Enfield’s design boss Adrian Sellers describes the ‘Nought Tea GT650’ as a “retro style race bike, using all Harris Performance parts.” There’s a full set of Öhlins suspension, modified to suit the Continental GT 650 and installed with the help of custom-made yokes.
The airbox has been swapped out for a pair of intake pipes, and gases exit via a full custom exhaust system. There’s a custom fairing up front, a big bore kit on the engine, a new subframe and seat unit out back, and a terrific paint job that took hours of masking to create.
BMW Vision DC Roadster BMW sprung a surprise on the moto world this week with the Vision DC, which provides a clue to the German company’s future.
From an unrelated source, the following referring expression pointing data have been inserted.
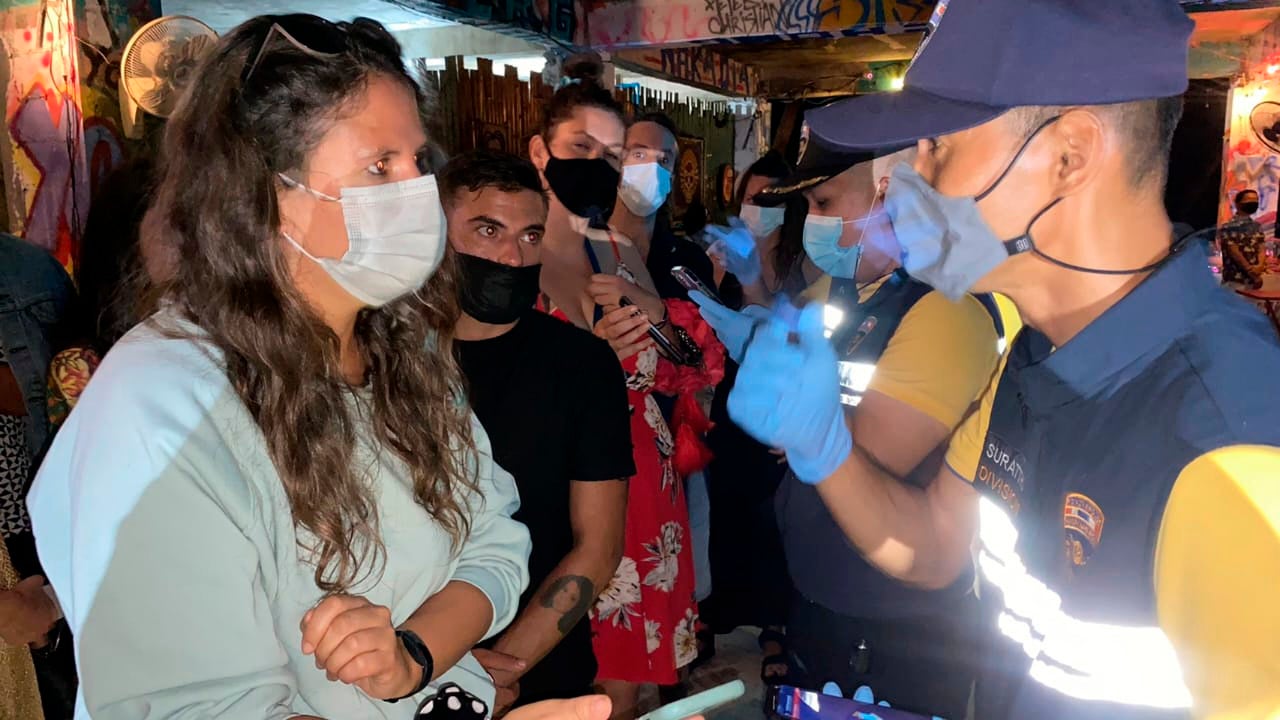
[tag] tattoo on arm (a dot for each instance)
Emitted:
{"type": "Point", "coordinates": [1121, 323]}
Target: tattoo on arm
{"type": "Point", "coordinates": [571, 596]}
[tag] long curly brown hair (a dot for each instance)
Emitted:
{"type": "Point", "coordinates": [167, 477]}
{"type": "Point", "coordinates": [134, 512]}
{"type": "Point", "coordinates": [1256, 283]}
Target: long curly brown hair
{"type": "Point", "coordinates": [250, 114]}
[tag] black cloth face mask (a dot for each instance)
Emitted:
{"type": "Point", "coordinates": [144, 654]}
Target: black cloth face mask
{"type": "Point", "coordinates": [497, 294]}
{"type": "Point", "coordinates": [585, 187]}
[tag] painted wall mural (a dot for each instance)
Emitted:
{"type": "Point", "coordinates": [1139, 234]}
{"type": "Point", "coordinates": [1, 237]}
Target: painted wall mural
{"type": "Point", "coordinates": [62, 112]}
{"type": "Point", "coordinates": [45, 176]}
{"type": "Point", "coordinates": [618, 24]}
{"type": "Point", "coordinates": [1247, 162]}
{"type": "Point", "coordinates": [104, 28]}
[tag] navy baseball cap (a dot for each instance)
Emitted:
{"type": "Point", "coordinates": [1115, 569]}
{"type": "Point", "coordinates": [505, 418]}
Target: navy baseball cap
{"type": "Point", "coordinates": [982, 58]}
{"type": "Point", "coordinates": [818, 163]}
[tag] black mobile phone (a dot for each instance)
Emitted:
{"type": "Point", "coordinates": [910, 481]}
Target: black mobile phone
{"type": "Point", "coordinates": [689, 281]}
{"type": "Point", "coordinates": [664, 343]}
{"type": "Point", "coordinates": [795, 703]}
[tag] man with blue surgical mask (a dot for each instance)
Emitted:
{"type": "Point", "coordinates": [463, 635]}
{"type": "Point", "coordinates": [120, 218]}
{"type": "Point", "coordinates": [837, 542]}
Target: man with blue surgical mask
{"type": "Point", "coordinates": [910, 363]}
{"type": "Point", "coordinates": [1123, 446]}
{"type": "Point", "coordinates": [648, 167]}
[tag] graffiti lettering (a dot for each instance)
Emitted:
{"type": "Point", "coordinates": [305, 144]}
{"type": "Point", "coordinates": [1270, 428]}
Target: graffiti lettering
{"type": "Point", "coordinates": [536, 19]}
{"type": "Point", "coordinates": [700, 65]}
{"type": "Point", "coordinates": [741, 17]}
{"type": "Point", "coordinates": [684, 22]}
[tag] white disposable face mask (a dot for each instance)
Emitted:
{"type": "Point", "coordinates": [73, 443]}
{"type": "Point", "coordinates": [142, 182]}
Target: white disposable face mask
{"type": "Point", "coordinates": [762, 220]}
{"type": "Point", "coordinates": [396, 235]}
{"type": "Point", "coordinates": [644, 187]}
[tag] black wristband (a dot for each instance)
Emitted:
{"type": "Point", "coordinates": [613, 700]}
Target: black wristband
{"type": "Point", "coordinates": [420, 654]}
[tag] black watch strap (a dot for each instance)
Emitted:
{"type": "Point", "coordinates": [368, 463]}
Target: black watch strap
{"type": "Point", "coordinates": [416, 650]}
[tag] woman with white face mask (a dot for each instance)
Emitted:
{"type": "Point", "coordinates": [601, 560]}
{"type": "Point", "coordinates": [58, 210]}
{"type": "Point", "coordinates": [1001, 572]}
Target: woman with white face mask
{"type": "Point", "coordinates": [597, 277]}
{"type": "Point", "coordinates": [273, 500]}
{"type": "Point", "coordinates": [641, 215]}
{"type": "Point", "coordinates": [775, 228]}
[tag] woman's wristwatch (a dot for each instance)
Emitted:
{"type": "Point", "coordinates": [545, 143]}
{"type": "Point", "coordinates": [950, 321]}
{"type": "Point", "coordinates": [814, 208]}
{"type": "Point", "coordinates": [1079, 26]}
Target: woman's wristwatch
{"type": "Point", "coordinates": [417, 650]}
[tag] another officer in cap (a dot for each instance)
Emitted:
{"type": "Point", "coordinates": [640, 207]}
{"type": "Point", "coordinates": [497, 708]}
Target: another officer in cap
{"type": "Point", "coordinates": [912, 363]}
{"type": "Point", "coordinates": [1119, 477]}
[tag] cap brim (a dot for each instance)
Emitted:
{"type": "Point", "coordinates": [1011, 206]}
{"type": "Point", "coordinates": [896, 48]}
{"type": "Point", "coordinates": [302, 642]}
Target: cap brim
{"type": "Point", "coordinates": [794, 185]}
{"type": "Point", "coordinates": [869, 122]}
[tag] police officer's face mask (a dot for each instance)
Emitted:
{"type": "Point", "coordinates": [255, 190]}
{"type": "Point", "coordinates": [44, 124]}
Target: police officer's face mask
{"type": "Point", "coordinates": [946, 242]}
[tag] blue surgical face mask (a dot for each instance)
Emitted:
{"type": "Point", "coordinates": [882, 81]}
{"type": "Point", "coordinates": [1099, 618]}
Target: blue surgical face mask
{"type": "Point", "coordinates": [644, 187]}
{"type": "Point", "coordinates": [822, 244]}
{"type": "Point", "coordinates": [946, 242]}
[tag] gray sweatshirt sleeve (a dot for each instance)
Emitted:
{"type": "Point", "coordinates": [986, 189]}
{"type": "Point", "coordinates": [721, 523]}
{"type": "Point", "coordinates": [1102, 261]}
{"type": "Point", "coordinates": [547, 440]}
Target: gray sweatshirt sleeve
{"type": "Point", "coordinates": [496, 556]}
{"type": "Point", "coordinates": [151, 540]}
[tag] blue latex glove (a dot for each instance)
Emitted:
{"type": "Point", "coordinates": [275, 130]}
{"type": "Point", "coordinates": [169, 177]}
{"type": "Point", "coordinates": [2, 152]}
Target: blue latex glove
{"type": "Point", "coordinates": [735, 249]}
{"type": "Point", "coordinates": [731, 327]}
{"type": "Point", "coordinates": [787, 395]}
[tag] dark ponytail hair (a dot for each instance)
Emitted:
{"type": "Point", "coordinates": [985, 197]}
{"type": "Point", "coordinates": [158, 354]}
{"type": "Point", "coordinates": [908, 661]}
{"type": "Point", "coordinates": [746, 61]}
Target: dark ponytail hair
{"type": "Point", "coordinates": [581, 87]}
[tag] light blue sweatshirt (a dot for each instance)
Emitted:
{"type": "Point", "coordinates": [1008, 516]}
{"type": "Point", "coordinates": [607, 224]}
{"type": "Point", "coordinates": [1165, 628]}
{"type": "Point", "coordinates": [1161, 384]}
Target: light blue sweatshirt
{"type": "Point", "coordinates": [167, 534]}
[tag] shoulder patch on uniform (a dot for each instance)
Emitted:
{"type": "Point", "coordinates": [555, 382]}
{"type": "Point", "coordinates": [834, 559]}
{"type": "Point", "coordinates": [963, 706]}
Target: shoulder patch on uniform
{"type": "Point", "coordinates": [1083, 520]}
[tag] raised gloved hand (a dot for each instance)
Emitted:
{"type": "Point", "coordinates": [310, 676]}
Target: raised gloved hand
{"type": "Point", "coordinates": [731, 327]}
{"type": "Point", "coordinates": [787, 395]}
{"type": "Point", "coordinates": [862, 695]}
{"type": "Point", "coordinates": [735, 249]}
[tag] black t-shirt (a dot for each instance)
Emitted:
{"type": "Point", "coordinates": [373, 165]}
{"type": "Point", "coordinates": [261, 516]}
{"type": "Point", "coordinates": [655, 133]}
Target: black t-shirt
{"type": "Point", "coordinates": [553, 400]}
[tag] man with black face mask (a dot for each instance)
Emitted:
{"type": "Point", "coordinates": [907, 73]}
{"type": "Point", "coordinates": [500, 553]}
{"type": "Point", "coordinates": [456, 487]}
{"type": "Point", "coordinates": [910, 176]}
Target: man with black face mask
{"type": "Point", "coordinates": [1243, 244]}
{"type": "Point", "coordinates": [1118, 482]}
{"type": "Point", "coordinates": [538, 386]}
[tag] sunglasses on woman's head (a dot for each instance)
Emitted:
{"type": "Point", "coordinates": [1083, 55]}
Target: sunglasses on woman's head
{"type": "Point", "coordinates": [309, 33]}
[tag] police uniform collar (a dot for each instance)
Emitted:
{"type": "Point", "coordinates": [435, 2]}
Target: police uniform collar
{"type": "Point", "coordinates": [1123, 341]}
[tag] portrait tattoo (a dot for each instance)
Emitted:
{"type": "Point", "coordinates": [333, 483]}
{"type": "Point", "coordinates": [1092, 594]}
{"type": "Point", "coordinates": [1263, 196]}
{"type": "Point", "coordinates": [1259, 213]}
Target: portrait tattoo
{"type": "Point", "coordinates": [571, 596]}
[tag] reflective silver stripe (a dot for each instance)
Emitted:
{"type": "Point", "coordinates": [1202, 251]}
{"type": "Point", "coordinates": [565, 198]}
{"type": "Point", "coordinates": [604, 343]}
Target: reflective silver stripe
{"type": "Point", "coordinates": [855, 377]}
{"type": "Point", "coordinates": [831, 319]}
{"type": "Point", "coordinates": [1098, 661]}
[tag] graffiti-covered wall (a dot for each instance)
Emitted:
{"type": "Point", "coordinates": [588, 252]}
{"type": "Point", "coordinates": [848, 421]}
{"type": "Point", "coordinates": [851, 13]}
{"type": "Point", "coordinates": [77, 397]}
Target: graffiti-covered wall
{"type": "Point", "coordinates": [1251, 159]}
{"type": "Point", "coordinates": [611, 23]}
{"type": "Point", "coordinates": [45, 178]}
{"type": "Point", "coordinates": [62, 112]}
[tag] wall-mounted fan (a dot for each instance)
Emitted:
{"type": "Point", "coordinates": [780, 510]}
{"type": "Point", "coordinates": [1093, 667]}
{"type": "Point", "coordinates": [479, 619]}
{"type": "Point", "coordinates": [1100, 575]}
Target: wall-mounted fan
{"type": "Point", "coordinates": [158, 63]}
{"type": "Point", "coordinates": [1265, 121]}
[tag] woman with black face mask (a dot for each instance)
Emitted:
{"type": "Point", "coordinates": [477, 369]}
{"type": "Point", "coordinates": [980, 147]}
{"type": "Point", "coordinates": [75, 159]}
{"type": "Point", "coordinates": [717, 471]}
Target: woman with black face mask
{"type": "Point", "coordinates": [593, 277]}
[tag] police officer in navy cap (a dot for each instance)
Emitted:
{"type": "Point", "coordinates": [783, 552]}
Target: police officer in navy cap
{"type": "Point", "coordinates": [1119, 478]}
{"type": "Point", "coordinates": [912, 363]}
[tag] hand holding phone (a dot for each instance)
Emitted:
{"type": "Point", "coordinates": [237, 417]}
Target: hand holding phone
{"type": "Point", "coordinates": [668, 349]}
{"type": "Point", "coordinates": [689, 281]}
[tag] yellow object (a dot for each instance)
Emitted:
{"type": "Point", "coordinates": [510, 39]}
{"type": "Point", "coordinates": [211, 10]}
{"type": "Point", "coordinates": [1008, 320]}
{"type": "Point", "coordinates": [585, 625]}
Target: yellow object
{"type": "Point", "coordinates": [19, 696]}
{"type": "Point", "coordinates": [1217, 570]}
{"type": "Point", "coordinates": [940, 356]}
{"type": "Point", "coordinates": [1217, 579]}
{"type": "Point", "coordinates": [965, 447]}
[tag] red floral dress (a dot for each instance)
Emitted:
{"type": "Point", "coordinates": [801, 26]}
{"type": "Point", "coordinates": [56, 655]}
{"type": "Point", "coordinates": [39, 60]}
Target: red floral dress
{"type": "Point", "coordinates": [644, 621]}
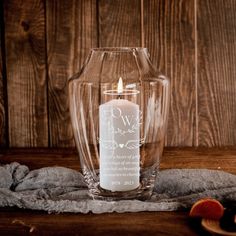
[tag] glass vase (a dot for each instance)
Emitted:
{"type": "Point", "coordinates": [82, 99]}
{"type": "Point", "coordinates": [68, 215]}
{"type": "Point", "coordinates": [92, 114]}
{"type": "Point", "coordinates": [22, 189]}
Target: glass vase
{"type": "Point", "coordinates": [119, 109]}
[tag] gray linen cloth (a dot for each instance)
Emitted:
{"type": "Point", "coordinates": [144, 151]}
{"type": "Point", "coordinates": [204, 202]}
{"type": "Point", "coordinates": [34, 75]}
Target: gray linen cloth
{"type": "Point", "coordinates": [59, 189]}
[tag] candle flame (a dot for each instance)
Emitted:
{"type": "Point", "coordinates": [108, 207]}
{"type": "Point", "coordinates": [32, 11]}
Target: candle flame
{"type": "Point", "coordinates": [120, 86]}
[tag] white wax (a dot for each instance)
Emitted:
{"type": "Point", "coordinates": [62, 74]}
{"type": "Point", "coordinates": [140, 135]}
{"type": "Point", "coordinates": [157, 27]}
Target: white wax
{"type": "Point", "coordinates": [119, 145]}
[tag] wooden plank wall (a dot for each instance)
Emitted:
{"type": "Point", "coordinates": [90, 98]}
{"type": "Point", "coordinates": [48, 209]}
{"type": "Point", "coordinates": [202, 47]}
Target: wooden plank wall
{"type": "Point", "coordinates": [43, 42]}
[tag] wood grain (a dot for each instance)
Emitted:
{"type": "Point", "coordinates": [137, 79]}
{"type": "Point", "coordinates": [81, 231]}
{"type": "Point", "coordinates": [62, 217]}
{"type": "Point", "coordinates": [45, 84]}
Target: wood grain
{"type": "Point", "coordinates": [142, 223]}
{"type": "Point", "coordinates": [169, 34]}
{"type": "Point", "coordinates": [26, 73]}
{"type": "Point", "coordinates": [2, 104]}
{"type": "Point", "coordinates": [216, 72]}
{"type": "Point", "coordinates": [119, 23]}
{"type": "Point", "coordinates": [71, 32]}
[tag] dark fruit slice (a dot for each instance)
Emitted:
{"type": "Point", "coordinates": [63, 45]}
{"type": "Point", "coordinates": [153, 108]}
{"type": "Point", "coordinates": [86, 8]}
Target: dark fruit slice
{"type": "Point", "coordinates": [207, 208]}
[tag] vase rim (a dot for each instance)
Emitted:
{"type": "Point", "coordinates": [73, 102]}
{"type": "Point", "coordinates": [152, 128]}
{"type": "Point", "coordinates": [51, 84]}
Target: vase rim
{"type": "Point", "coordinates": [118, 49]}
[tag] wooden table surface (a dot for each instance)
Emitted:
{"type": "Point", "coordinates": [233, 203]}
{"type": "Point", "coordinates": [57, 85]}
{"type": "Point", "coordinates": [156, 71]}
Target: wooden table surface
{"type": "Point", "coordinates": [15, 221]}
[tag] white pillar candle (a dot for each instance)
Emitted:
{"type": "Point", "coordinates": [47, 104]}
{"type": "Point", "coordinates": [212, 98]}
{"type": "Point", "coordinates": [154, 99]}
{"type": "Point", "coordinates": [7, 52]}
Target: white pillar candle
{"type": "Point", "coordinates": [119, 145]}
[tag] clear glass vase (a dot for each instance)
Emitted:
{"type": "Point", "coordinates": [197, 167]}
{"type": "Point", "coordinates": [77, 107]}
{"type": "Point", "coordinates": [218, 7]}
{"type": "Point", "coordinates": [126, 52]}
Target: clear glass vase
{"type": "Point", "coordinates": [119, 109]}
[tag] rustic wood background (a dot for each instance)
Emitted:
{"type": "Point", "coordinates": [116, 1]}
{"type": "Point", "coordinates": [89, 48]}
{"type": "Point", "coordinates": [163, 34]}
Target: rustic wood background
{"type": "Point", "coordinates": [43, 42]}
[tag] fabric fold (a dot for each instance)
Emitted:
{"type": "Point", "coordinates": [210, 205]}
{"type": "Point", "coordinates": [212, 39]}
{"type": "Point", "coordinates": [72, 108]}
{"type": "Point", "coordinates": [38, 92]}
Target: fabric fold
{"type": "Point", "coordinates": [59, 189]}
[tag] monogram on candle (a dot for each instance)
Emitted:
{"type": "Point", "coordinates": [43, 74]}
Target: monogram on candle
{"type": "Point", "coordinates": [119, 125]}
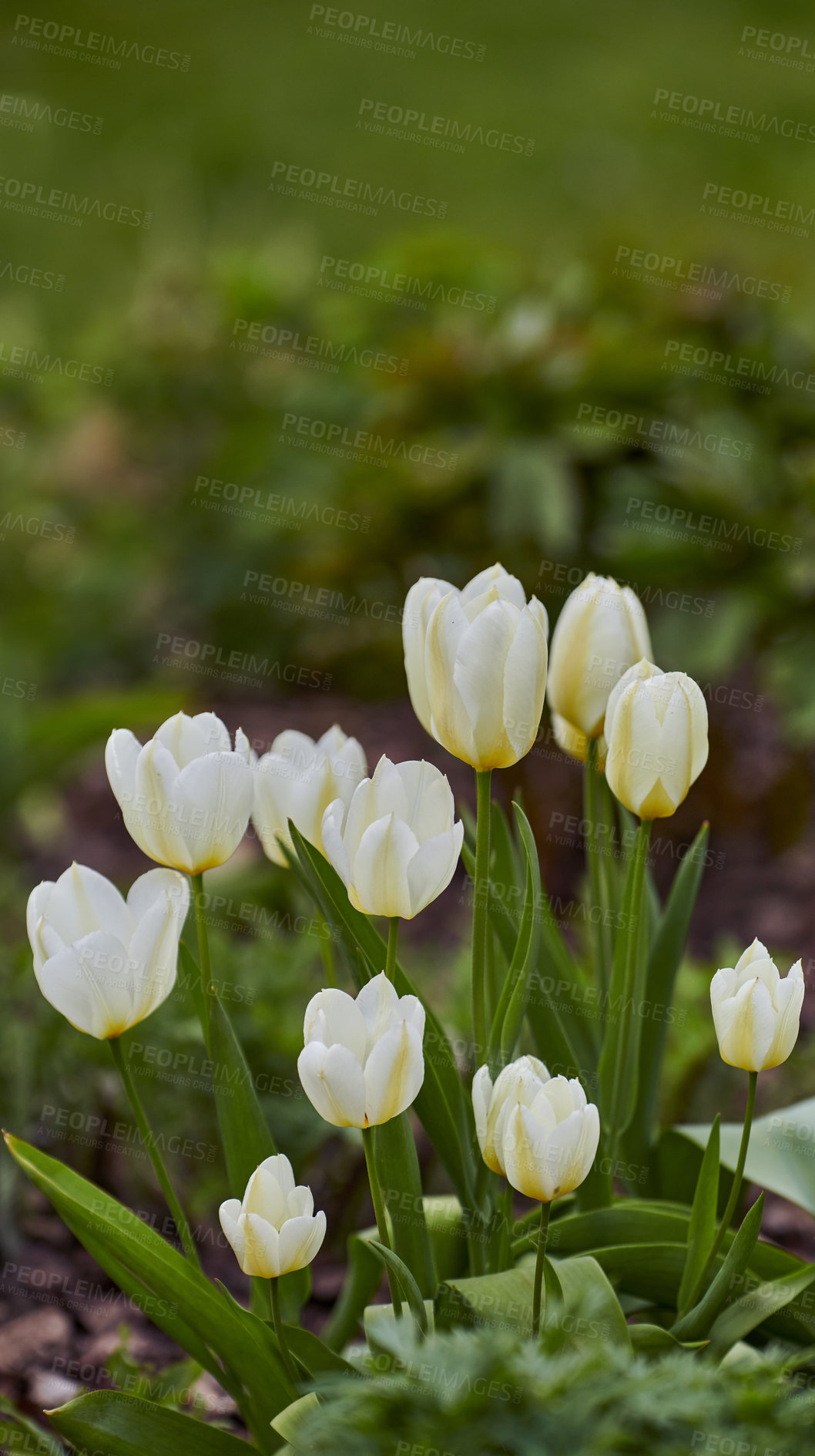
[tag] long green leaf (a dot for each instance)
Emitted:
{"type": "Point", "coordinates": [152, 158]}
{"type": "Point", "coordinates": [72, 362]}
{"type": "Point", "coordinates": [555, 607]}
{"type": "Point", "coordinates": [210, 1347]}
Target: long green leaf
{"type": "Point", "coordinates": [441, 1105]}
{"type": "Point", "coordinates": [127, 1426]}
{"type": "Point", "coordinates": [702, 1228]}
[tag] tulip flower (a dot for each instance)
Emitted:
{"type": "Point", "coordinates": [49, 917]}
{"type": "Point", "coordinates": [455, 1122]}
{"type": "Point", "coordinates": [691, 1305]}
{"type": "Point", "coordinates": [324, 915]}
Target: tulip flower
{"type": "Point", "coordinates": [657, 737]}
{"type": "Point", "coordinates": [600, 634]}
{"type": "Point", "coordinates": [517, 1084]}
{"type": "Point", "coordinates": [756, 1012]}
{"type": "Point", "coordinates": [363, 1059]}
{"type": "Point", "coordinates": [102, 961]}
{"type": "Point", "coordinates": [185, 795]}
{"type": "Point", "coordinates": [476, 666]}
{"type": "Point", "coordinates": [396, 843]}
{"type": "Point", "coordinates": [274, 1231]}
{"type": "Point", "coordinates": [297, 781]}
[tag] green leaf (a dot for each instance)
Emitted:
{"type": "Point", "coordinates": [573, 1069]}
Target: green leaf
{"type": "Point", "coordinates": [702, 1228]}
{"type": "Point", "coordinates": [441, 1105]}
{"type": "Point", "coordinates": [407, 1283]}
{"type": "Point", "coordinates": [743, 1316]}
{"type": "Point", "coordinates": [779, 1155]}
{"type": "Point", "coordinates": [401, 1180]}
{"type": "Point", "coordinates": [696, 1324]}
{"type": "Point", "coordinates": [127, 1426]}
{"type": "Point", "coordinates": [662, 966]}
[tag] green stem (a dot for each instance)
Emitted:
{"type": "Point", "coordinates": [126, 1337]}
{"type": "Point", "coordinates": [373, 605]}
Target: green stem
{"type": "Point", "coordinates": [203, 948]}
{"type": "Point", "coordinates": [153, 1152]}
{"type": "Point", "coordinates": [280, 1333]}
{"type": "Point", "coordinates": [597, 866]}
{"type": "Point", "coordinates": [538, 1299]}
{"type": "Point", "coordinates": [481, 903]}
{"type": "Point", "coordinates": [736, 1192]}
{"type": "Point", "coordinates": [379, 1213]}
{"type": "Point", "coordinates": [392, 938]}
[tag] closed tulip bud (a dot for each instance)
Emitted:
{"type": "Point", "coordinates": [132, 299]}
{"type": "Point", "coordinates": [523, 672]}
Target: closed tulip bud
{"type": "Point", "coordinates": [518, 1082]}
{"type": "Point", "coordinates": [276, 1229]}
{"type": "Point", "coordinates": [600, 634]}
{"type": "Point", "coordinates": [575, 743]}
{"type": "Point", "coordinates": [363, 1059]}
{"type": "Point", "coordinates": [105, 963]}
{"type": "Point", "coordinates": [549, 1146]}
{"type": "Point", "coordinates": [396, 843]}
{"type": "Point", "coordinates": [657, 737]}
{"type": "Point", "coordinates": [756, 1012]}
{"type": "Point", "coordinates": [185, 795]}
{"type": "Point", "coordinates": [297, 781]}
{"type": "Point", "coordinates": [476, 666]}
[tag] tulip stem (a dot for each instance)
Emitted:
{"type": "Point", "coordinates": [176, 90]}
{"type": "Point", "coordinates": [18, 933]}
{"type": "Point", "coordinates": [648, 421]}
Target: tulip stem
{"type": "Point", "coordinates": [392, 938]}
{"type": "Point", "coordinates": [280, 1333]}
{"type": "Point", "coordinates": [153, 1152]}
{"type": "Point", "coordinates": [736, 1192]}
{"type": "Point", "coordinates": [481, 906]}
{"type": "Point", "coordinates": [379, 1213]}
{"type": "Point", "coordinates": [203, 948]}
{"type": "Point", "coordinates": [538, 1298]}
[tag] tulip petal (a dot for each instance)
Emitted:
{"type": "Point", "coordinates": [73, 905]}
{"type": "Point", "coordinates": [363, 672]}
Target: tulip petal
{"type": "Point", "coordinates": [394, 1072]}
{"type": "Point", "coordinates": [334, 1084]}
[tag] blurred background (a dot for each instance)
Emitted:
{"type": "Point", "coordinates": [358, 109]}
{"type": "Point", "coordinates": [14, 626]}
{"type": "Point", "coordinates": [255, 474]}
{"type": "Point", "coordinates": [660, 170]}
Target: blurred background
{"type": "Point", "coordinates": [300, 303]}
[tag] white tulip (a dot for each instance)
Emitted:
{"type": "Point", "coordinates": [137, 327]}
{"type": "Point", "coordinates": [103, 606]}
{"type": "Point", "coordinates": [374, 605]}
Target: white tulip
{"type": "Point", "coordinates": [396, 843]}
{"type": "Point", "coordinates": [363, 1061]}
{"type": "Point", "coordinates": [297, 781]}
{"type": "Point", "coordinates": [276, 1229]}
{"type": "Point", "coordinates": [102, 961]}
{"type": "Point", "coordinates": [549, 1146]}
{"type": "Point", "coordinates": [476, 666]}
{"type": "Point", "coordinates": [657, 737]}
{"type": "Point", "coordinates": [518, 1082]}
{"type": "Point", "coordinates": [185, 795]}
{"type": "Point", "coordinates": [756, 1014]}
{"type": "Point", "coordinates": [600, 634]}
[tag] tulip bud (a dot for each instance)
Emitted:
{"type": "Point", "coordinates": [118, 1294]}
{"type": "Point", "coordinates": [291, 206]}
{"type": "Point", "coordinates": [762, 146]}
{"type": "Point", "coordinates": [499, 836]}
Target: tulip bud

To our eyes, it’s one of the most successful electric motorcycle designs of late, even accounting for the inevitable flights of fancy you get with concept bikes.
BMW hasn’t provided any specs or launch details, but the direction is clear: the company is sticking with design cues from the iconic boxer motor, even if that motor is replaced by a battery pack.
It’s a smart move, and one that avoids the usual focus on the upper visual architecture of electric bikes. Apparently the design will help with cooling, and BMW has also retained the cardan shaft drive and Duolever fork it’s known for. The rest of the styling is slick and modern, although the grills would be a nightmare to clean.
BMW has obviously put a huge amount of thought into this roadster concept, and we suspect that a watered-down production bike featuring many of the design elements will be hitting showrooms in a couple of years. Intriguing stuff.